No se cubre todo indiscriminadamente. La norma se refiere sobre todo a las imágenes destinadas al culto, especialmente las que están en los altares. Las que tienen función decorativa o catequética, como las del Vía Crucis en las paredes, no están obligadas a cubrirse. Además, el velo debe ser opaco, precisamente para impedir ver la imagen.

En la liturgia reformada tras el Concilio Vaticano II, esta costumbre no desaparece, pero deja de ser obligatoria. Se permite expresamente cubrir las cruces e imágenes a partir de estos días, pero se deja a criterio de cada lugar. Por eso, en la práctica, hay parroquias donde se mantiene, otras donde se aplica parcialmente y muchas donde simplemente no se hace.

Qué significa realmente ese “ocultamiento”

El gesto tiene un sentido preciso: ocultar lo visible para centrar la atención en lo esencial. En el Evangelio de estos días, Cristo comienza a sustraerse; la liturgia reproduce ese movimiento.

Al retirar las imágenes, la Iglesia obliga a no apoyarse en lo sensible.
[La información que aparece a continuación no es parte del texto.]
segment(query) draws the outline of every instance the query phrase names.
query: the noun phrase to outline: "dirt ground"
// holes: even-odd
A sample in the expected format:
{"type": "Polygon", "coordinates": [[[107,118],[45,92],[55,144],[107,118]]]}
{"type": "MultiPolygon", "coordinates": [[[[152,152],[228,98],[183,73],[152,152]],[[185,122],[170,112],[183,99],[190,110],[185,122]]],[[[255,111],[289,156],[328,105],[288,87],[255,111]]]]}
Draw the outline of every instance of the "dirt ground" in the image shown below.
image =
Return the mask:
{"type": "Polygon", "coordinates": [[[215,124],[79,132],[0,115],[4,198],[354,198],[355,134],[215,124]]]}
No es un rechazo de las imágenes, sino una forma de intensificar la contemplación del misterio de la Pasión. Se quita lo que ayuda, para forzar a ir más allá.

Menos gestos, más foco

La misma lógica se aplica a otros detalles. En la tradición litúrgica se eliminan gestos secundarios, como la incensación de imágenes o ciertas inclinaciones hacia ellas. Todo se dirige al altar y al sacrificio que se celebra.

En la forma actual, estos matices están mucho menos marcados. El resultado depende más de la sensibilidad de cada celebración que de una norma común estricta.

Entonces, ¿por qué hay procesiones?

Puede parecer contradictorio que dentro de la iglesia se oculten imágenes mientras fuera se multiplican las procesiones. No lo es. Son planos distintos.

La liturgia oficial reduce y concentra. La piedad popular, en cambio, expresa externamente el mismo misterio. Lo que se retira del altar puede aparecer en la calle sin conflicto.